Alvita, que la teníamos controlada desde la rendija de la puerta que estaba abierta, se movía en el sofá de un lado para otro y se quejaba en voz baja del bochorno. “Con este calor nos vamos a achicharrar todos. Dios mío. ¡Ufff! Pa’ que infierno si ya estamos en él”, comentó como para ella misma, con los ojos cerrados. Armando me soltó otro rato la pistola y sin que él se diera cuenta que le había quitado el seguro empecé apuntarle y a espichar el gatillo cada vez que se volteaba para tener controlados los movimientos de su mamá, pero esa pistola maleta no se disparó. “¿Y ustedes qué hacen metidos en ese cuarto? ¿Por qué están tan callados? Armando, contesta que es contigo”. Alvita se levantó del sofá y enseguida me metí la pistola en los huevos, pensando que si se disparaba me volaba la picha. “Nada má, ya terminamos de pasar las libretas. Ahora le estoy mostrando lo que me enseñó el profesor de guitarra”. Armando se puso un dedo en el labio y me abrió los ojos como un sapo inflado. Sentí los inconfundibles pasos del Chino entrando a la casona y ahí sí que me asusté de verdad y le entregué la pistola a Armando como pude y me largué de ahí casi que corriendo. 

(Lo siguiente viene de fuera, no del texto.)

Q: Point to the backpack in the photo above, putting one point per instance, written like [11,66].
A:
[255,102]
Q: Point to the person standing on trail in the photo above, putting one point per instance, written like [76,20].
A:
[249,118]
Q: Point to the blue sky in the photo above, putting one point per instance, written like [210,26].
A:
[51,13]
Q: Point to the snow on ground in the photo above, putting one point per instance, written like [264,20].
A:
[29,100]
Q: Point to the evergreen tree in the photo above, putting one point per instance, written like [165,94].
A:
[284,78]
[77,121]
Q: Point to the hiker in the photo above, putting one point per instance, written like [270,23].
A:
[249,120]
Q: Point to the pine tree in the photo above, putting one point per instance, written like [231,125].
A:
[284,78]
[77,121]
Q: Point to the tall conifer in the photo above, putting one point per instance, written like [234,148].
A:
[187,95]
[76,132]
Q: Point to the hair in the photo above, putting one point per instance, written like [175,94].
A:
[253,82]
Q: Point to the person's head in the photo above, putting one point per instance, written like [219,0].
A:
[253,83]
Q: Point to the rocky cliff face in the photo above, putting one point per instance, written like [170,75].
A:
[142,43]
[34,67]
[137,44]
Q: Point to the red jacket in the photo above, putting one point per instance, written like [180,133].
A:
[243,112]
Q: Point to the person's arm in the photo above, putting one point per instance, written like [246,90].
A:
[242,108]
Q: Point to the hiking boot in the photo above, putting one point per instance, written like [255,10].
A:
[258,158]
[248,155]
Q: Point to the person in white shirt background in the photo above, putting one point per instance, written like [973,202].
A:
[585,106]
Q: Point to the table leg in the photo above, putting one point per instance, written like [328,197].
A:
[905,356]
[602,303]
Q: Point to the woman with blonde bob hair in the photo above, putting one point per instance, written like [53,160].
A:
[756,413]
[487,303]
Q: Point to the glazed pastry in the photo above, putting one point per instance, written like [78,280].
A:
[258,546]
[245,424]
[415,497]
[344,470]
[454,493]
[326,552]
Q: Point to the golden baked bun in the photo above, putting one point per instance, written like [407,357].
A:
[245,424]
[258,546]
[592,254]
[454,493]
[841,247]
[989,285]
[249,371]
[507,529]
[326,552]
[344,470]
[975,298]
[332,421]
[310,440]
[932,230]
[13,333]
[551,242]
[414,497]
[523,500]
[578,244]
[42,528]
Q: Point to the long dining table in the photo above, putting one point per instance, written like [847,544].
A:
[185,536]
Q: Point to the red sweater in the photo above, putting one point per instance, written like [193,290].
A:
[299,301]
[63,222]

Ya se había hecho de noche. La calle estaba sola y oscura. Un fogaje de esos que le quitan a uno la respiración se me montó en el cuerpo. En el parque, en la acera y rodeando los árboles había como una neblina que no me dejaba ver bien las terrazas de las casas. Como un concierto gigante pegado en mis oídos empezó el canto de millones de grillos, sapos y cigarras como si me dieran la bienvenida en la carretera. El piso empezó a temblar, los ventanales de las casas empezaron a vibrar y a hacer un ruido como el de una carrucha zumbando. Lo primero que vi fueron las luces que me dejaron medio lelo y medio ciego. Después empezó el sonido de la locomotora a subir de volumen a medida que se acercaba al parque y enrumbaba justo a nuestra calle. Cuando pasó a mi lado ese negro y oxidado tren que destiló un aliento a melancolía y por poco me tumba, pude ver que en los vagones, que eran como siete, iba una sola persona, un hombre adulto con los ojos tristes, que se me quedó mirando sin decir ni hacer nada. Cuando terminó de pasar ese largo ciempiés de batería, fue que lo sentí llorar, con ese bufido escandaloso que hacen los trenes al pasar por las estaciones de los corazones partidos. Lloró tres veces y de esa chimenea que llevan a un lado de la locomotora salió humo y ese humo se mezcló con la calina espesa que se había tomado mi cuadra y la calle volvió a quedar desolada. Atravesé la calle aguantando un dolor de cabeza que me disparó el pitido del tren. Entré a la casa buscando con quien compartir mi asombro y a la única que encontré fue a Lucha que estaba en su habitación, sola, llorando desconsolada, con una foto de mi papá acunada entre su pecho.